India’s Kamat Hotels discusses growth efforts

MUMBAI Regional hotel operator Kamat Hotels India Ltd. is in growth mode, and CFO Kurian Chandy is optimistic that the company will continue to see improving performance metrics.

In an interview with CNBC-TV18, Chandy discusses the latest happenings in his company and sector.

Chandy expects to see average daily rate and occupancy rates continue to rise in India into early 2011. Both measures are up in the fourth quarter, by 15% and 10%, respectively. “This quarter and the next quarter is normally a very good quarter for the hotel industry,” he says. “Likewise, we have seen good jump on the average room rents, as well as on the occupancies as well, which will definitely show in the results for this coming quarter.

“Going by what is happening in the last six to nine months, we are very confident that the ARRs will definitely be going higher.
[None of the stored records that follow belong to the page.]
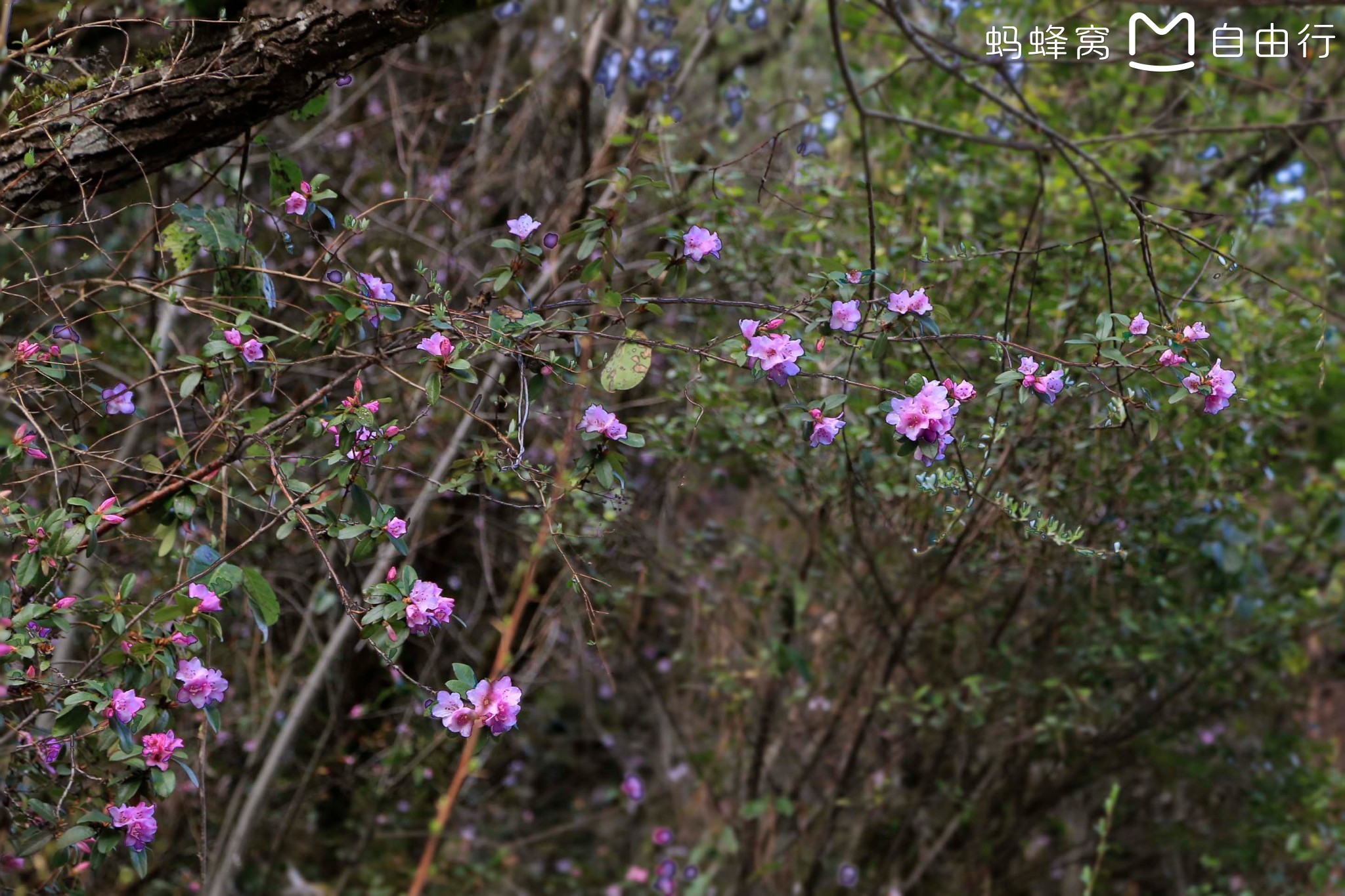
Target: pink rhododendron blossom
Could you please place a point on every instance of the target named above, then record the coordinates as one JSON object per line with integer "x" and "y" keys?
{"x": 1048, "y": 386}
{"x": 125, "y": 704}
{"x": 926, "y": 418}
{"x": 156, "y": 748}
{"x": 436, "y": 344}
{"x": 119, "y": 399}
{"x": 698, "y": 242}
{"x": 139, "y": 822}
{"x": 208, "y": 599}
{"x": 962, "y": 391}
{"x": 24, "y": 440}
{"x": 522, "y": 226}
{"x": 1216, "y": 386}
{"x": 634, "y": 788}
{"x": 825, "y": 429}
{"x": 427, "y": 608}
{"x": 456, "y": 715}
{"x": 598, "y": 419}
{"x": 201, "y": 685}
{"x": 776, "y": 355}
{"x": 24, "y": 350}
{"x": 907, "y": 303}
{"x": 845, "y": 316}
{"x": 496, "y": 704}
{"x": 376, "y": 288}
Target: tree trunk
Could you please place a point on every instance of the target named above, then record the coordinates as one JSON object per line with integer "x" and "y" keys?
{"x": 209, "y": 91}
Occupancies have helped us to take the ARRs higher. In the coming quarter, as well, we see that we will post better revenue numbers.”
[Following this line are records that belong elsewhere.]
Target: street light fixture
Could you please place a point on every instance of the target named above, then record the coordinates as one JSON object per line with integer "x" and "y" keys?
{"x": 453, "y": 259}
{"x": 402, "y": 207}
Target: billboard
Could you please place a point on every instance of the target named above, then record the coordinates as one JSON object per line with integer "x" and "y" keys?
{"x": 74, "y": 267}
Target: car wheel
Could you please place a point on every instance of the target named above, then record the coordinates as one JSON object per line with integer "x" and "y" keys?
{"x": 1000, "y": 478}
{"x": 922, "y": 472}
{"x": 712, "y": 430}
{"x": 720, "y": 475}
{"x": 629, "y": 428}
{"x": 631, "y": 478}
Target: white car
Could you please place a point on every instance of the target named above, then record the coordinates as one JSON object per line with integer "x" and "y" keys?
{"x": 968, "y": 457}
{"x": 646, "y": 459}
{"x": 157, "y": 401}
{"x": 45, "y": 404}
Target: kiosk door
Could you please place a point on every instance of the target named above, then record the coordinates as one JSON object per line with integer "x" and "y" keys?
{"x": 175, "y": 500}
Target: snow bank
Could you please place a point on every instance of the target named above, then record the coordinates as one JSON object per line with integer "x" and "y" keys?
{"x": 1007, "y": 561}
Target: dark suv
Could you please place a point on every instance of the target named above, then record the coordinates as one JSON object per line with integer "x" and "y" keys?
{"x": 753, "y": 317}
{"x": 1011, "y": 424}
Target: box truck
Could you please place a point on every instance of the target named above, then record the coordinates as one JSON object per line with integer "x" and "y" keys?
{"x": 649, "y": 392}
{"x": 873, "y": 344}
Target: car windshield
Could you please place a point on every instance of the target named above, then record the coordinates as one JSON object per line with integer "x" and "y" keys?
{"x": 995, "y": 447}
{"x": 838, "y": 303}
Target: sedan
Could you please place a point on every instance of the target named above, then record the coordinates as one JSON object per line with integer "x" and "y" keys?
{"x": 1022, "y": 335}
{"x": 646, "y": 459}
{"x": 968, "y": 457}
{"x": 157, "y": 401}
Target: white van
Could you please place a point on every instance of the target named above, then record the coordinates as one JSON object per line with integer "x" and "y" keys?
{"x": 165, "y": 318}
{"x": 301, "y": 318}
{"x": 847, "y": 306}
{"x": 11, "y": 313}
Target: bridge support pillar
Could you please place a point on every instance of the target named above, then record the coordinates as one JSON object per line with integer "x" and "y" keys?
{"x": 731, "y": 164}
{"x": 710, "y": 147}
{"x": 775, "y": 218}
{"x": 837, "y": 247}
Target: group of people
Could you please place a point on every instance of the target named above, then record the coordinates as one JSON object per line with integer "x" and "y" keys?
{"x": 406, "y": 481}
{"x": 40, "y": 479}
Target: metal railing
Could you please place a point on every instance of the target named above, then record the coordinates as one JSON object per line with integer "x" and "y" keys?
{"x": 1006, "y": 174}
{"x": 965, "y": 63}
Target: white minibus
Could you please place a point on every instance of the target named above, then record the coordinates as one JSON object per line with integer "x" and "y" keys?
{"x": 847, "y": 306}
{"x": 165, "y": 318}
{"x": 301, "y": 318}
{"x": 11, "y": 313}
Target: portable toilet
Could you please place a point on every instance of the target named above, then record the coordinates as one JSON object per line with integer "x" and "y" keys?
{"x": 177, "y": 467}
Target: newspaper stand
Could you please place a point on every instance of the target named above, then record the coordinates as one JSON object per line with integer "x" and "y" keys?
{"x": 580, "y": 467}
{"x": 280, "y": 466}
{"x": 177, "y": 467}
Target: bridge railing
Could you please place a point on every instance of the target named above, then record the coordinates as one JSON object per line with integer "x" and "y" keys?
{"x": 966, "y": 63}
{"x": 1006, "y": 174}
Kamat’s debt-to-equity ratio is about 5:2, and the company is taking some steps to reduce that, Chandy says. The objective going forward is to reduce the debt to 1.5:1. “We had negotiated with the foreign currency convertible bond-holders and got them to mandatedly convert the FCCB bonds. Before the conversion, the debt on Kamat Hotels India Ltd. as a standalone was close to 1.9:1. After the FCCB is converted completely, it will come to 1.05:1.

Kamat, which has about 1,500 guestrooms in operation, plans to open a 400-key property in Pune by late next year, Chandy says.